Un proiettile, quando è una merce pensata apposta per trafiggere il corpo di un uomo, è già qualcosa di disumano, feroce; se poi le pallottole sono progettate appositamente per “aprirsi” una volta entrate all’interno della vittima, al puro scopo non solo di bucare ma di squarciare la ferita così da rendere più devastante possibile il danno, allora la sua produzione rientra a pieno titolo nella categoria delle invenzioni efferate e criminali. Ma l’aberrazione è tanto più rivoltante in quanto nella mente perversa di questi ditteri del capitale, alla soddisfazione sadica per i danni causati si associa la bramosia di ricavare una massa di profitti dalla loro vendita. L’efferatezza consiste nella convinzione che anche da una merce con un valore d’uso così atroce, possa derivare un valore di scambio in grado di realizzare un profitto che è una sintesi sia del sangue degli operai che l’hanno prodotta che di quello dei palestinesi maciullati.

Ma non siamo ancora al peggio, che si sa, non tollera mai dei limiti.
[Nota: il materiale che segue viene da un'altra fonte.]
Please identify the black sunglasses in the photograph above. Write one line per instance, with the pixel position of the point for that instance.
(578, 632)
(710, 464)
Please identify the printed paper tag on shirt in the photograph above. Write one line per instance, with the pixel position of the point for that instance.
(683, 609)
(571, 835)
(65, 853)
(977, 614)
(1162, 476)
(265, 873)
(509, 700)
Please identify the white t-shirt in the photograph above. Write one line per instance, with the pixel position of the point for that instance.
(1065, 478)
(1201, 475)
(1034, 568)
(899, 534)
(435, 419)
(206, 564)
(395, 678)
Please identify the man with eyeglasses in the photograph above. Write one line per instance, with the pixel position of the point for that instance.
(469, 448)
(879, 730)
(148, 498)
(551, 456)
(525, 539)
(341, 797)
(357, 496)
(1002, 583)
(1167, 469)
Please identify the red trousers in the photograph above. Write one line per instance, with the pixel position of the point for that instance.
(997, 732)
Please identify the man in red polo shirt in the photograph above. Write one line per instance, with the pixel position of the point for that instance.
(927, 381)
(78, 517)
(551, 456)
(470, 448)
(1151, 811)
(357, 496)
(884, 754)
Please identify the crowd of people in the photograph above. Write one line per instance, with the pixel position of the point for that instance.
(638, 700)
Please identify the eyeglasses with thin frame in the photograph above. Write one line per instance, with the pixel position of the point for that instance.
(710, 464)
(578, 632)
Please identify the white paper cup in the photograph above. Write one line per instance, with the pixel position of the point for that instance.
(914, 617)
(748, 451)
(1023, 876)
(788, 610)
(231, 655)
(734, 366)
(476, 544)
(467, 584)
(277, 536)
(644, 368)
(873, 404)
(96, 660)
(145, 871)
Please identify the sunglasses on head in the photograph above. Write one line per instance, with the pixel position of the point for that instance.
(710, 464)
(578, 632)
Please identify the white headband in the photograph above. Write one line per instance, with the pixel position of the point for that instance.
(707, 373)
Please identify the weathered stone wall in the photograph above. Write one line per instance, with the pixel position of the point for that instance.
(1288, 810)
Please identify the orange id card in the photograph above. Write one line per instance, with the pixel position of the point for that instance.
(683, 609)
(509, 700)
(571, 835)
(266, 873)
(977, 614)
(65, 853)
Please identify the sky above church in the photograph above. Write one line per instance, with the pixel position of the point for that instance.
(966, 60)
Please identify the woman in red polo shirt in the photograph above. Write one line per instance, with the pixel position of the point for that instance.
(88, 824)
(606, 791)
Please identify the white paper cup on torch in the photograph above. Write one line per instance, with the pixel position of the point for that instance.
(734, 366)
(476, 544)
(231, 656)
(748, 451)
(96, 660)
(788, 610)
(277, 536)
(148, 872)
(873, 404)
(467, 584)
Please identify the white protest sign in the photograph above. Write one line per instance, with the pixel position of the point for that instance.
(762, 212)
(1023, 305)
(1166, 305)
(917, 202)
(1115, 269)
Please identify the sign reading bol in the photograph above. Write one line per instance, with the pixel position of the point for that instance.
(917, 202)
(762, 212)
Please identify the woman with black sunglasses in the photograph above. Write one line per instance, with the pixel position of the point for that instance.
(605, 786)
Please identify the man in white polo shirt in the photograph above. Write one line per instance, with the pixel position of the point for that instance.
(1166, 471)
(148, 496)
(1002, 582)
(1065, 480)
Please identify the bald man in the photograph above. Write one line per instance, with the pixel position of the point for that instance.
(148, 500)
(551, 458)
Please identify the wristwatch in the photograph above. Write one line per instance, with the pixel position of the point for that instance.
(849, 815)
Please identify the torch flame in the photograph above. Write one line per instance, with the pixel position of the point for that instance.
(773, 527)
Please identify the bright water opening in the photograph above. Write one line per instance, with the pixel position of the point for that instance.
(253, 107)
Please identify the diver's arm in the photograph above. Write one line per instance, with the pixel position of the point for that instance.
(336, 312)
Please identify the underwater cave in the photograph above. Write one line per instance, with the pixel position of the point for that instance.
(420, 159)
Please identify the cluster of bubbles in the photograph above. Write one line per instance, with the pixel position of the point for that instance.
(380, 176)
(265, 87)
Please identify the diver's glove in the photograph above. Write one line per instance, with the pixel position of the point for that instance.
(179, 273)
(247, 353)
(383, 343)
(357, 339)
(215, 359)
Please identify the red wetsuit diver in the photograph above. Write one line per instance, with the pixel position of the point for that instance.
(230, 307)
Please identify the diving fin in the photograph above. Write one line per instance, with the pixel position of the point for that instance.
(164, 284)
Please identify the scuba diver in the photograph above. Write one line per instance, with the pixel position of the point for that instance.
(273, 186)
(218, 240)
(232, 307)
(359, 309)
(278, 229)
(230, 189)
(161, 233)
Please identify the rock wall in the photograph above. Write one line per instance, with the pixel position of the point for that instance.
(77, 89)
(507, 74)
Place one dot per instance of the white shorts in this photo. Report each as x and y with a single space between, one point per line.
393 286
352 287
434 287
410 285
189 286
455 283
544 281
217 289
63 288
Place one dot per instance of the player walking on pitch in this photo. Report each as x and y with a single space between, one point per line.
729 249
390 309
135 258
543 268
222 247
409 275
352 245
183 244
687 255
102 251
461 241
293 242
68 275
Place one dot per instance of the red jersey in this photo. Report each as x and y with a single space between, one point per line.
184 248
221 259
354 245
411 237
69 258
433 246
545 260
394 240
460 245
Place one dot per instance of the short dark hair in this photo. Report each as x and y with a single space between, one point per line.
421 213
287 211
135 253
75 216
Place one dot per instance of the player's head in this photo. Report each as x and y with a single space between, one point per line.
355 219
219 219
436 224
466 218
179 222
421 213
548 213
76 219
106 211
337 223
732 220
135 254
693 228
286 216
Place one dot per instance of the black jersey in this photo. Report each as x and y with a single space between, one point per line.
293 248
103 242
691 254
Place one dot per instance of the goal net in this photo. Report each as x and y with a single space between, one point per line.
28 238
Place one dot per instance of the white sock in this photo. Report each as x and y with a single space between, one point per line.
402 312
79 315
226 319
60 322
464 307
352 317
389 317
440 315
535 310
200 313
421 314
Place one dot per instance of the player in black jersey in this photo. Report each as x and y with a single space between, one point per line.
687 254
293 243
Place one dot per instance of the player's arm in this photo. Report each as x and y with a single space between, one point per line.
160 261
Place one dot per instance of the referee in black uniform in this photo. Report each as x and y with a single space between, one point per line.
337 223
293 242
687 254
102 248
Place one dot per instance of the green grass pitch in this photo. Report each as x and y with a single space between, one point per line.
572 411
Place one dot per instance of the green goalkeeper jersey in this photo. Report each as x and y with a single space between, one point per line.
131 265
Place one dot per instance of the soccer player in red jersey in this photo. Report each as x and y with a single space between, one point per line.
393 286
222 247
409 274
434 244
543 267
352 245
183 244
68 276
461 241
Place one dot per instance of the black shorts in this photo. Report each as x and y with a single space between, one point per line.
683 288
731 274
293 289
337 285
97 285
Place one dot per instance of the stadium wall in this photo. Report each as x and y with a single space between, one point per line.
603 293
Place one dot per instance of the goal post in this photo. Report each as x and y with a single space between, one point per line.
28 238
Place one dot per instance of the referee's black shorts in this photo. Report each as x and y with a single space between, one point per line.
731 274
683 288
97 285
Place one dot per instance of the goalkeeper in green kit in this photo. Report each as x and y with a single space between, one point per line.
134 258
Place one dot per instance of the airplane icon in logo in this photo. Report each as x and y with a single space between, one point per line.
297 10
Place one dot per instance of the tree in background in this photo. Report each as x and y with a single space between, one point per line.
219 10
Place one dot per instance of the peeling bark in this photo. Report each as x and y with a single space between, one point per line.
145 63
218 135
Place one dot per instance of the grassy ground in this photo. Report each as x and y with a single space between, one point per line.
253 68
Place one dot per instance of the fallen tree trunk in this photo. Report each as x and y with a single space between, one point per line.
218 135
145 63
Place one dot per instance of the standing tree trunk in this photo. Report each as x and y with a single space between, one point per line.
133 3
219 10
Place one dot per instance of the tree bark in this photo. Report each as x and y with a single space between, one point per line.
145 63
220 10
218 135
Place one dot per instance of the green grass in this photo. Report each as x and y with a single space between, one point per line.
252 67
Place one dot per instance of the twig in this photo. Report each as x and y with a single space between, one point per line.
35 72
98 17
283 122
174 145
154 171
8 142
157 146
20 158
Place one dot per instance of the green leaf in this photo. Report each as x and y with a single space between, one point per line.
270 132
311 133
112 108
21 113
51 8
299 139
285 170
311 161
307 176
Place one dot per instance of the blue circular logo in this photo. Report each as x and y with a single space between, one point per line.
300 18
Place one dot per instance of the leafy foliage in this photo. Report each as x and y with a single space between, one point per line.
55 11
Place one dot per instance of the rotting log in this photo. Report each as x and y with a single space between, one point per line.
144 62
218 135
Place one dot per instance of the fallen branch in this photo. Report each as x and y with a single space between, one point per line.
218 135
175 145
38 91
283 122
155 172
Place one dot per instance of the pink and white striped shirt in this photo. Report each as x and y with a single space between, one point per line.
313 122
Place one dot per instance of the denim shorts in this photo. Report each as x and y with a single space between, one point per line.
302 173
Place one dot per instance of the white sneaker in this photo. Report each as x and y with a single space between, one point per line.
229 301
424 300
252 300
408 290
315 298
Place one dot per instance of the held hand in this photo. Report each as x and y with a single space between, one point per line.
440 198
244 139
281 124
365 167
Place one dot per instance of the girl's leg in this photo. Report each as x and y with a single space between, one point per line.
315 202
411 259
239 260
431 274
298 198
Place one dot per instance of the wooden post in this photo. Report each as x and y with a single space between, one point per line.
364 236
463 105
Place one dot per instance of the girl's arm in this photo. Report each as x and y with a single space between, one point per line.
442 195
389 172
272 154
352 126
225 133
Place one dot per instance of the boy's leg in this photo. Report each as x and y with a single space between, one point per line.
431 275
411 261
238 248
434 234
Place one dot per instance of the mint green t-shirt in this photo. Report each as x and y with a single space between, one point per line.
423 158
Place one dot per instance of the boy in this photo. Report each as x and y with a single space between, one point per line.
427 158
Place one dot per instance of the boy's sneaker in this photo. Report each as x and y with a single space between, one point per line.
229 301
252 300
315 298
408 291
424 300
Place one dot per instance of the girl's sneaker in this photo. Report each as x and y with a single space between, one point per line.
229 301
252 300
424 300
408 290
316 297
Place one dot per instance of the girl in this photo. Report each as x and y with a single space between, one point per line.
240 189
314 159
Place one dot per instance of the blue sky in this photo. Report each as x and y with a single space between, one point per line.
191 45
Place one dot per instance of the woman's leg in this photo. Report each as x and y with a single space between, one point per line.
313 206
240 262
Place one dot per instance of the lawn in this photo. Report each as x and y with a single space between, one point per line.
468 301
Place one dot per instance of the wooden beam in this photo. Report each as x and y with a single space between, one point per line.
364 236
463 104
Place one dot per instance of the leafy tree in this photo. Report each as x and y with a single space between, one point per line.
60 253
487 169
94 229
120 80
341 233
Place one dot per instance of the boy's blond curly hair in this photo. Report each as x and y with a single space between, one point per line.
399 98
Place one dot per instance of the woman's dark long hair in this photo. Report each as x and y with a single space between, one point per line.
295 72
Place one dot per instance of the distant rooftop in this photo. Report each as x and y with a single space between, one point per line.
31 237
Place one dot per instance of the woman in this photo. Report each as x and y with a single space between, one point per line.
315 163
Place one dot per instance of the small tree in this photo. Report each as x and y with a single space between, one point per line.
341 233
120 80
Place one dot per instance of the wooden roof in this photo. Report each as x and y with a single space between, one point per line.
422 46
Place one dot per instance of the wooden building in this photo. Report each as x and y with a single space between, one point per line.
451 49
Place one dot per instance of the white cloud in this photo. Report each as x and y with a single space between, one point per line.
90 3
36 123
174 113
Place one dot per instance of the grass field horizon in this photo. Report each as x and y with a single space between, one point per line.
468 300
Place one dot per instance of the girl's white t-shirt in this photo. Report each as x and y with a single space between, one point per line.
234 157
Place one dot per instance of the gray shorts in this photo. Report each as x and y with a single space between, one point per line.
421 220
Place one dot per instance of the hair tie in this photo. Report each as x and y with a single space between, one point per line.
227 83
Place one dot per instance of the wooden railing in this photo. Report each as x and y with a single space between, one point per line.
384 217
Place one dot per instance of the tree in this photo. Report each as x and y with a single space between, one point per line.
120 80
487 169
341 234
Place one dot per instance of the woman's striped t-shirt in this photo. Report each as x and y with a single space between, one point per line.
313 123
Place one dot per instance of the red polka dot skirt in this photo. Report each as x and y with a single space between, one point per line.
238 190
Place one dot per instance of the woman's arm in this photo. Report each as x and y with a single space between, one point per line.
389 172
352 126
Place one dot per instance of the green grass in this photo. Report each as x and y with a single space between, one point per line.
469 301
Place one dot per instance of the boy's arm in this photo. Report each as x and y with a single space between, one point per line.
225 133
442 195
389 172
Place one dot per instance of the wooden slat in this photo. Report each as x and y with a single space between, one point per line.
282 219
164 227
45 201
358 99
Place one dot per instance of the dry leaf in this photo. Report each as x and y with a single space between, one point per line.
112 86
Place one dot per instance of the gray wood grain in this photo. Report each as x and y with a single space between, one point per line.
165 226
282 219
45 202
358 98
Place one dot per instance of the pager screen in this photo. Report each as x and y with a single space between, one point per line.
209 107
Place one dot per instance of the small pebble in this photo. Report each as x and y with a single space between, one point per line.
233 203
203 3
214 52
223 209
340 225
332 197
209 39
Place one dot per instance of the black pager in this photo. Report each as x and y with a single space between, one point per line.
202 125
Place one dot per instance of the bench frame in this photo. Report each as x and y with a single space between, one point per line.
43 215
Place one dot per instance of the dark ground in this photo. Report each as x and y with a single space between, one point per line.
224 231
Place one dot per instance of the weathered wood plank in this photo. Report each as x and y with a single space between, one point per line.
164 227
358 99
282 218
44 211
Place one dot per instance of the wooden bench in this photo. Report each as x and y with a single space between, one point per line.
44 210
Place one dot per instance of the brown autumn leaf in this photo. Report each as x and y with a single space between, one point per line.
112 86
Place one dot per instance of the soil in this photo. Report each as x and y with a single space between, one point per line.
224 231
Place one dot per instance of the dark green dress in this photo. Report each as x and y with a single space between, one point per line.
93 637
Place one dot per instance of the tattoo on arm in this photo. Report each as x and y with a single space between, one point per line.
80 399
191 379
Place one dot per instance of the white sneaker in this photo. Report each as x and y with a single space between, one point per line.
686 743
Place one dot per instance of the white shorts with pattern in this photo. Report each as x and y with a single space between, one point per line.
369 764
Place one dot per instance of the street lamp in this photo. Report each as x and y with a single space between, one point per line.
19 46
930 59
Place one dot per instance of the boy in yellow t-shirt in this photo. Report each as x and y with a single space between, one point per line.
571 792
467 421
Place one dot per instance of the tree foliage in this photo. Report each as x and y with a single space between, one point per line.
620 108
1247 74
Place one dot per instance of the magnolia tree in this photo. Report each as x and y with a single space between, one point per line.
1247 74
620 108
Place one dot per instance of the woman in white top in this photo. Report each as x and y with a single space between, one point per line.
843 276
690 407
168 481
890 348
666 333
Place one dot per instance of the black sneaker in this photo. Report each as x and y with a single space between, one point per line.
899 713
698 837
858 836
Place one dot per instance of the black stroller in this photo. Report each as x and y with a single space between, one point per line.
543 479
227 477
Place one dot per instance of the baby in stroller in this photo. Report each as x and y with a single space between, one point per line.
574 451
I nazisti dei campi di concentramento usavano gli ebrei come cavie per sperimentare nuove armi di distruzione da utilizzare contro i nemici in guerra. Israele invece non è in guerra con nessuno. Il nemico se l’è imposto da solo per potersi garantire oltre al resto, un campo attrezzato per la sua terribile sperimentazione. Con questa logica i ragazzi palestinesi si trasformano a loro volta nelle cavie necessarie per testare i nuovi sistemi d’arma. Diventano una preziosa risorsa viva per fare profitti con la merce che genera morte. È l’ultimo stadio. Quello in cui la società capitalista entra in putrefazione e dimostra in modo devastante tutta la sua inutilità e la sua infinita barbarie.